Ese portal es algo maravilloso. No es arquitectura: es poesía de la arquitectura. No parece construcción de hombres. Parece la tierra, las peñas, esforzándose en perder su inercia y empezando a significar, a esbozar imágenes, figuras y símbolos del cielo y de la tierra en una especie de balbuceo pétreo.
NAVIDAD
Es un pétreo balbuceo de alegría que quiere decir Navidad. Allí los más humildes animales de la tierra, con los ángeles del cielo, con los ramajes de los bosques, con las estalactitas de las grutas más profundas y con los místicos símbolos de las ideas más altas, pugnan por vencer y desembarazarse de lo informe de la peña en que yacían, y vencen en efecto, y se forman y aparecen cantando la creación como un acto continuo de renovación, la Navidad como algo eterno.
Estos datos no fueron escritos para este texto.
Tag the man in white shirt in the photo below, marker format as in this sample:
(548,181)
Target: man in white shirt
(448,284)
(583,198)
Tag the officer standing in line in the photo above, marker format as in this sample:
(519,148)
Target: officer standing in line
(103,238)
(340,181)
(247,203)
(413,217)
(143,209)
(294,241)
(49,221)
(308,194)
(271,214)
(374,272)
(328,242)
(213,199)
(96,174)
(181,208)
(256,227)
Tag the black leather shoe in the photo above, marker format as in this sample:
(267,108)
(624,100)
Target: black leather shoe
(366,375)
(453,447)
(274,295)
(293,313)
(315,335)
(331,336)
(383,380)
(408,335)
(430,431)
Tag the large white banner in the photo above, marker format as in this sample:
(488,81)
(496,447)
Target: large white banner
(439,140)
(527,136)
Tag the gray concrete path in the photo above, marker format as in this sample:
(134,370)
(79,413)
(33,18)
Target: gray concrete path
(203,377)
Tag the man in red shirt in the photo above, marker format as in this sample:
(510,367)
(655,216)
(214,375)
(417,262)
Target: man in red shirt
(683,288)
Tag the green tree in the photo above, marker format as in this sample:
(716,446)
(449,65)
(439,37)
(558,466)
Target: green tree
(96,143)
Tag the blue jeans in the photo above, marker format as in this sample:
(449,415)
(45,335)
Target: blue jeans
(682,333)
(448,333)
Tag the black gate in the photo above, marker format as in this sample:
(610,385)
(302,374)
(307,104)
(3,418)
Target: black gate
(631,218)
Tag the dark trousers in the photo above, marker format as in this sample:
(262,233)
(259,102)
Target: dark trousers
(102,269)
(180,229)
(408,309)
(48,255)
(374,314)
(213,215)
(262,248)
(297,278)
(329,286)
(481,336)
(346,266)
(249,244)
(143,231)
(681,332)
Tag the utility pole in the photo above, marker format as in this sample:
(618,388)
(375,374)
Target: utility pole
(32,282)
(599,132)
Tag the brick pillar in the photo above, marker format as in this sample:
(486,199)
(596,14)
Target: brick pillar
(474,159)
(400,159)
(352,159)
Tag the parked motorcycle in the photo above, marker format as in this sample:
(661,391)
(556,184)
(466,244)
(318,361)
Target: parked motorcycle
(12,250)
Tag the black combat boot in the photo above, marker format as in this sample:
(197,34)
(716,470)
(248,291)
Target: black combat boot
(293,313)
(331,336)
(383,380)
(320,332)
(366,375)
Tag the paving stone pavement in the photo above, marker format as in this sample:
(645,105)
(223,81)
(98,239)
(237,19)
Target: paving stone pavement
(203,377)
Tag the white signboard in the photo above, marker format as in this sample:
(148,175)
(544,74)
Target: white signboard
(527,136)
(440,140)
Desde las pesadas tortugas que apenas se distinguen del suelo sosteniéndolo todo, hasta las místicas palmas triunfantes en lo alto, todo parece allí contemplar a Jesús, al niño que acaba de nacer, al eterno niño que siempre nace.
¡Oh encanto de la formación indefinida! Yo comprendo que el hombre que más ha puesto de su vida en la construcción de este templo no desee verlo concluido, y legue humildemente la continuación de la obra y su coronamiento a los que vengan después de él. Bajo esa humildad y esa abnegación late el ensueño de un místico y el refinado deleite de un poeta. Porque, ¿hay algo de más hondo sentido y algo más bello al fin, que consagrar toda la vida a una obra que ha de durar mucho más que ella, a una obra en que han de consumirse generaciones que aún están por venir? ¡Qué serenidad ha de dar a un hombre un trabajo de esta naturaleza, qué desprecio del tiempo y de la muerte, qué anticipo de la eternidad!
¡El templo que no concluye, que está en formación perenne, que nunca acaba de cerrar su techo al cielo azul, ni sus paredes a los vientos, ni sus puertas al azar de los pasos de los hombres, ni sus ecos a los rumores de la ciudad y al canto de las aves! ¡El templo que aguarda constantemente sus altares, anhelando siempre fervientemente la presencia de Dios en ellos, levantándose siempre hacia Él sin alcanzar nunca su infinita alteza, pero sin perder tampoco ni un momento la amorosa esperanza! ¡Qué hermoso símbolo para írselo transmitiendo unos a otros los siglos!".